This is not your talking squids and spaceships SF. Rather, it's three stories, running in parallel. In the present day, is Serena Freeman, a rather precociously young Cambridge Professor. A second storyline involves Nix Lafayette, a US Marine involved in the storming of Guam during the Pacific War. And further back yet, we have Heracles carrying out his labours.
The connection is that Freeman has invented a device that allows her to experience the thoughts of Lafayette as he undergoes the horrors of the fighting against the Enemy (it's noticeable that they're never referred to as the Japanese, even though that is what they are. No, these are the Enemy, totally implacable, totally alien, in a way that the Germans couldn't have been). And it's pretty horrifying combat - the author does not glamorise it at all. Somehow, Lafayette detects her presence, and somehow, he and she both parallel the labours of Heracles. In his case, defeating a bird may end up shooting a sniper down from the treetops. In her case, it's taking a polaroid of herself and a swan on Stourbridge Common.
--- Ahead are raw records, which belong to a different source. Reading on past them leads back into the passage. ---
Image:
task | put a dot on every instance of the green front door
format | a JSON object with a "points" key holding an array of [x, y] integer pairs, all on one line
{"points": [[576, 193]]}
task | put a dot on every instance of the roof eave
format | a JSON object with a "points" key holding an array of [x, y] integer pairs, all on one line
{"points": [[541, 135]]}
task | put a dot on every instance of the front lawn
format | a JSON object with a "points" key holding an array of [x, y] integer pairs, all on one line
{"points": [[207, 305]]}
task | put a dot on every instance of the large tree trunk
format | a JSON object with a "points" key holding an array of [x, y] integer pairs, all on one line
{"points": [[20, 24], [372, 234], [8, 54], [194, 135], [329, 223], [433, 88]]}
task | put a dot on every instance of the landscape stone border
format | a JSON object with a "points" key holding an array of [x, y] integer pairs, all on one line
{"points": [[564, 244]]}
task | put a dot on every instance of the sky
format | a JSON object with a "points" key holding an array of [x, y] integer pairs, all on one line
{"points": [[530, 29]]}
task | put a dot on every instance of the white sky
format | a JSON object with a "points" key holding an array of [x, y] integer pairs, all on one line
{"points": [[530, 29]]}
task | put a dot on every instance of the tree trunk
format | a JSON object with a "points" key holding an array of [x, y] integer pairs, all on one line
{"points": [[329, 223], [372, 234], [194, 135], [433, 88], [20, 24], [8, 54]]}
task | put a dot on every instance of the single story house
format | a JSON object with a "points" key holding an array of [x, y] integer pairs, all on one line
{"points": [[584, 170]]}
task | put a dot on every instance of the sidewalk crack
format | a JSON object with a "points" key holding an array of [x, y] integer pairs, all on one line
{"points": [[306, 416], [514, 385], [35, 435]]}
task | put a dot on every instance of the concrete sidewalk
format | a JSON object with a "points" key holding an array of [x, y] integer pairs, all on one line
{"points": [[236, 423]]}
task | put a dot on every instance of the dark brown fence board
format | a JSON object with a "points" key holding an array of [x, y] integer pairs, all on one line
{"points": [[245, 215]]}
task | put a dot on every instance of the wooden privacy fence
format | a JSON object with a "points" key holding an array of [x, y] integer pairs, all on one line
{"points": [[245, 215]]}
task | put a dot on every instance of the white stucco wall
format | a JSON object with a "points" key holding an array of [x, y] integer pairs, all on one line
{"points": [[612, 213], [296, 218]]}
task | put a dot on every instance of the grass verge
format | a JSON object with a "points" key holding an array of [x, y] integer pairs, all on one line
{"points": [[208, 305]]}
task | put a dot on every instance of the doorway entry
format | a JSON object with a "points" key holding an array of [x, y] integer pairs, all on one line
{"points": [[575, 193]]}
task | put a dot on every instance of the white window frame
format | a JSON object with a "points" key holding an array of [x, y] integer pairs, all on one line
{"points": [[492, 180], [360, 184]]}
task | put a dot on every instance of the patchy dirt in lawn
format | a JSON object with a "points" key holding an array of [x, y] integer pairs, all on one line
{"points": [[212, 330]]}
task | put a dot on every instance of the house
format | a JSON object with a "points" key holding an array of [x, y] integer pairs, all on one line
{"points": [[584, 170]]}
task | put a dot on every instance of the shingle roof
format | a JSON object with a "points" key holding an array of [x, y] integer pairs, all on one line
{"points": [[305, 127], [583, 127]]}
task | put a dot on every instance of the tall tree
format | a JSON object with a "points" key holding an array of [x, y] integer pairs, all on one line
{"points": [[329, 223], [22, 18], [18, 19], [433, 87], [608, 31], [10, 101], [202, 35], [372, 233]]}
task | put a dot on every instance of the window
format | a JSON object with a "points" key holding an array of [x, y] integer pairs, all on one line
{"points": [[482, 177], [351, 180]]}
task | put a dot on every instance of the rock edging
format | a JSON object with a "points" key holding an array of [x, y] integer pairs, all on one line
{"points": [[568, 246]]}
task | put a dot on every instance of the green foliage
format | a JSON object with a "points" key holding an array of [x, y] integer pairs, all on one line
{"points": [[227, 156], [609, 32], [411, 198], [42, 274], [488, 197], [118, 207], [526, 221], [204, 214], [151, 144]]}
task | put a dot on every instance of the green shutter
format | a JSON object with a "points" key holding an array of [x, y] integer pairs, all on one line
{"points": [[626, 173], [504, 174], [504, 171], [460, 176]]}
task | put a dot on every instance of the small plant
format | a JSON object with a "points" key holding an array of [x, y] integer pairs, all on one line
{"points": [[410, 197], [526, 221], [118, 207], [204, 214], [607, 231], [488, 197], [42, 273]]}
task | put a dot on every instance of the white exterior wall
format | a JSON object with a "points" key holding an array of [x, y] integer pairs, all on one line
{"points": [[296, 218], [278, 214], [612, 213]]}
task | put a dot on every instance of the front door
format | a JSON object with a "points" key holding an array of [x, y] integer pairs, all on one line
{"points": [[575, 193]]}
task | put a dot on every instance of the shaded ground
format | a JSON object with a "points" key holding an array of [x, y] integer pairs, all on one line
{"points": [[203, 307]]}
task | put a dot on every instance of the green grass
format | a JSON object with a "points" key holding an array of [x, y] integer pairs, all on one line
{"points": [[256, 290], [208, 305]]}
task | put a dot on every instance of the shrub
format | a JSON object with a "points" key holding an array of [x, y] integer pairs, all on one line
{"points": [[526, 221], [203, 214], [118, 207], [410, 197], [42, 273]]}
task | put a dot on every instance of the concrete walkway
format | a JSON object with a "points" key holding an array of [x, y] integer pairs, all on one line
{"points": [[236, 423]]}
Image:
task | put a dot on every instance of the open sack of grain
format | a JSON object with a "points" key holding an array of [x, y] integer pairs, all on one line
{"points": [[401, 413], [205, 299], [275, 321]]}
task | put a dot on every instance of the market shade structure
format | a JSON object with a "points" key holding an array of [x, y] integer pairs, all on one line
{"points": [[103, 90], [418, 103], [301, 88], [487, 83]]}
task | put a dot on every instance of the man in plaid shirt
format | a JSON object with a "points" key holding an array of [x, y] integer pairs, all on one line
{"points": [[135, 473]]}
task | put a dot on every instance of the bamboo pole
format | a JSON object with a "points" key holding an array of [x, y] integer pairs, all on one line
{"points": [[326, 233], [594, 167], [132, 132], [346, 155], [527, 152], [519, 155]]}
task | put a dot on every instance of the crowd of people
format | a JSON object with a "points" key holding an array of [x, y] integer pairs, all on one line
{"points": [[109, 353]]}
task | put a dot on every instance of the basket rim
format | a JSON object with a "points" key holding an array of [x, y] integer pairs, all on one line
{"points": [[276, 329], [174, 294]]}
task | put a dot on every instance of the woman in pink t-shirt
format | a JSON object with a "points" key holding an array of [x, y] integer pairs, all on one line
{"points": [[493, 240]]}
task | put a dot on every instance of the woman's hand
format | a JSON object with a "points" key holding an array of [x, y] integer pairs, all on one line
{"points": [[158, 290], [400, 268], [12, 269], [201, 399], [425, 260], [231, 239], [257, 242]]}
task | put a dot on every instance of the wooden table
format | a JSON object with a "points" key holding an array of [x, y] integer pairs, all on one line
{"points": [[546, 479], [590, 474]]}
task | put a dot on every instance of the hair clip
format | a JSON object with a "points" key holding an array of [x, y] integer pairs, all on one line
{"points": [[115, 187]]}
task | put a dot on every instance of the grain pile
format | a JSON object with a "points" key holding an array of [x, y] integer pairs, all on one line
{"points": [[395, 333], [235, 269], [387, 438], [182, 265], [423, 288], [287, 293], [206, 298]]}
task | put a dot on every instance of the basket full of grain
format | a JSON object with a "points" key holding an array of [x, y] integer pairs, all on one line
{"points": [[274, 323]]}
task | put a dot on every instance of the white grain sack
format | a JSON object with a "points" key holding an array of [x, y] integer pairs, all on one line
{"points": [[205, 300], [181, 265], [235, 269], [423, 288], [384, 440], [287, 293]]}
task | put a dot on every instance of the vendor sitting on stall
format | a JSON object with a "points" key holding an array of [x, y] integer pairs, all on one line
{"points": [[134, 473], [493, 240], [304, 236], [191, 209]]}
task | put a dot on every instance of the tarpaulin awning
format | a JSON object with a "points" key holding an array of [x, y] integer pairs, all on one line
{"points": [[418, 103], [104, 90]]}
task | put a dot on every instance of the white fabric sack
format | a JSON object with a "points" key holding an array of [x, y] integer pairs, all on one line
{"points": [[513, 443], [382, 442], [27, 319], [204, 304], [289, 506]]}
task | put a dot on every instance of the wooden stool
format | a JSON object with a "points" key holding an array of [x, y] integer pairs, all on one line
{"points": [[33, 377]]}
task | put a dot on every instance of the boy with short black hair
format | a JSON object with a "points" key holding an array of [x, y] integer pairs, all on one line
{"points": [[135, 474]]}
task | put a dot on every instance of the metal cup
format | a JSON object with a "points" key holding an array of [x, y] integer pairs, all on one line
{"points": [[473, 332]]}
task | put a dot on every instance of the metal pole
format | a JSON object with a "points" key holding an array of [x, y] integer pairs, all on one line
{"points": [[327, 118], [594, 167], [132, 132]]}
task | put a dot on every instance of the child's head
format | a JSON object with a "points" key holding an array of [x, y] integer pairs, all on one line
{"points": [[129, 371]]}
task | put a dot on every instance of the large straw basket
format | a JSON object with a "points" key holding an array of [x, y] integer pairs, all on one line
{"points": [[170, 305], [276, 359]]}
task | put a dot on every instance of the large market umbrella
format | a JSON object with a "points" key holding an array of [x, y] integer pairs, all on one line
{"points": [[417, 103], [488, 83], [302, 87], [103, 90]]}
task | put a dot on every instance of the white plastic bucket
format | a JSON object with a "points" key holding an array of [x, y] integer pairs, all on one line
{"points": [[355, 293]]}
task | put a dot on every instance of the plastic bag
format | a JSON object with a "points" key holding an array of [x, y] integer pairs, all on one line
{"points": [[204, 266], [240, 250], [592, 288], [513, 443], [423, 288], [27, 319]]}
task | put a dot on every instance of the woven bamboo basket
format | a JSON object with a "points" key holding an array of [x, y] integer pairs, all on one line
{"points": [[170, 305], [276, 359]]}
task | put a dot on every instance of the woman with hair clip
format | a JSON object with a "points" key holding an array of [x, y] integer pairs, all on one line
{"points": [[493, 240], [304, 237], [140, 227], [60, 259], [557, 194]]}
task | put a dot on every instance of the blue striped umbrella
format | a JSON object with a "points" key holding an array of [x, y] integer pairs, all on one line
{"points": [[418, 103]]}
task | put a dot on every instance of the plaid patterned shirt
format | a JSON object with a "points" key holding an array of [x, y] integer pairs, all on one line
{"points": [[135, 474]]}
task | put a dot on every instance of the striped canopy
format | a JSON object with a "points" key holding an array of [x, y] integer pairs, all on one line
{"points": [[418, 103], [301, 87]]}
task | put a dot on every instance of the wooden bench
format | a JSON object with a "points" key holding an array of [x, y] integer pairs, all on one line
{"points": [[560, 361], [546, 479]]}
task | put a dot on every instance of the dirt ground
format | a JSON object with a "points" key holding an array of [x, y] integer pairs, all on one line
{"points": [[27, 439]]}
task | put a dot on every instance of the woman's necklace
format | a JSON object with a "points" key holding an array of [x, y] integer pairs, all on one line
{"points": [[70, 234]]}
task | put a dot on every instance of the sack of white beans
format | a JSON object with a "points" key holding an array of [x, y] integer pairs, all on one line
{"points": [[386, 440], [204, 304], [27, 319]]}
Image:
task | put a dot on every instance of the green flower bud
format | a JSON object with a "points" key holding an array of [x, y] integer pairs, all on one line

And for Heracles, well, it really is the original labour.
It doesn't help that the government - or at least the darker undercover side of it - recognises that the ability to see what happened at any point in history could be rather useful since, as was pointed out in an Asimov short story, the past starts now.
I'm now wishing I'd got round to reading this somewhat earlier because, though it's not the type of SF I normally go for, it's really rather good.